Yeah I think I tried them in mine and they were no good. That could have been the .222 I had though???

----------


## hillclima

Yeah but I've been told in the past for other bullets they won't stabilise, and they have hence why if it's a part box that Gimp has I'd be keen to try a few out to test

----------


## hillclima

> How many 7mm 162 AMAX'S do you have?


Lots

----------


## gimp

@hillclima I found a partial box of 50gr TSX flat base, want those?

----------


## Micky Duck

> @hillclima I found a partial box of 50gr TSX flat base, want those?


.
they WILL go great in a zastava 24.5---25.1grns AR2206h and you good to go..... thats my deer load in the zastava and they work very well

----------


## hillclima

> @hillclima I found a partial box of 50gr TSX flat base, want those?

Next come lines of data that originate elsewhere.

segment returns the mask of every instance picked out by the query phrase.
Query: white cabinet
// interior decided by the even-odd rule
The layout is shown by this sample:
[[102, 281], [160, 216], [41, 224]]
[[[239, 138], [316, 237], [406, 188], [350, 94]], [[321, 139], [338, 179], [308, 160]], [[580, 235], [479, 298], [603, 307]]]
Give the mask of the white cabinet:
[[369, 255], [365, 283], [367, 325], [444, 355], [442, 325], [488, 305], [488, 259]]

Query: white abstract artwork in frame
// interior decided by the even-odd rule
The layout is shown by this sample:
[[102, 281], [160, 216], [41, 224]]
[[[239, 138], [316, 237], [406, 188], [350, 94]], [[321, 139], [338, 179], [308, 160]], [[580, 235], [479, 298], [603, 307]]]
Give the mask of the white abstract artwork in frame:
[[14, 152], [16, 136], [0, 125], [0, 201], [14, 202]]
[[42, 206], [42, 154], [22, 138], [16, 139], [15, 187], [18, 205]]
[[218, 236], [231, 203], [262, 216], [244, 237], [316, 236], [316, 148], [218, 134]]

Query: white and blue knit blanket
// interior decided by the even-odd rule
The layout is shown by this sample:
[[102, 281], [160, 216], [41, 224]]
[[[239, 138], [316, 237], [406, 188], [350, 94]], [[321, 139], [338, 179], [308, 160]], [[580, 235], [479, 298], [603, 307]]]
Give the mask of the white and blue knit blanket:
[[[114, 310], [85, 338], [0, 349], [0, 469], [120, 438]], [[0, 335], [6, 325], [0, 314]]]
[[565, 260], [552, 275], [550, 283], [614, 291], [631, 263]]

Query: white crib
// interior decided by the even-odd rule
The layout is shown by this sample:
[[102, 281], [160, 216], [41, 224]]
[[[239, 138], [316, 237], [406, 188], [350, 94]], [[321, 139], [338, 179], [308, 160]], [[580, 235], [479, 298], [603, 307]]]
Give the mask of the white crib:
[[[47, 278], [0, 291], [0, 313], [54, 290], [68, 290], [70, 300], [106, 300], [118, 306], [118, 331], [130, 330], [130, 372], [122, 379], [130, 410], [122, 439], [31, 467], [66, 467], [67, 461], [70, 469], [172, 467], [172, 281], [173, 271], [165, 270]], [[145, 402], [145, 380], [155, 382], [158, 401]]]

Yep, sounds great thanks.  Let me know what you want for them

----------


## Micky Duck

above load has OAL of 57mm....... starting point for you anyway.

----------


## Marty Henry

> Keen to try some Barnes TSX 55g 224 projectiles in my 223, anyone have a part box they want to part with, happy to pay for them or swap with any of the below 
> 
> 224 55g HPBT or HPFB Varmint made by x ring
> 
> Cheers


Ive used a lot of his 52g hpbts and they are excellent didnt realise he made 55s

----------


## ElDax

I have a partial pack of 55gr TTSX if youre still looking, 29x left in box. Cheers.

----------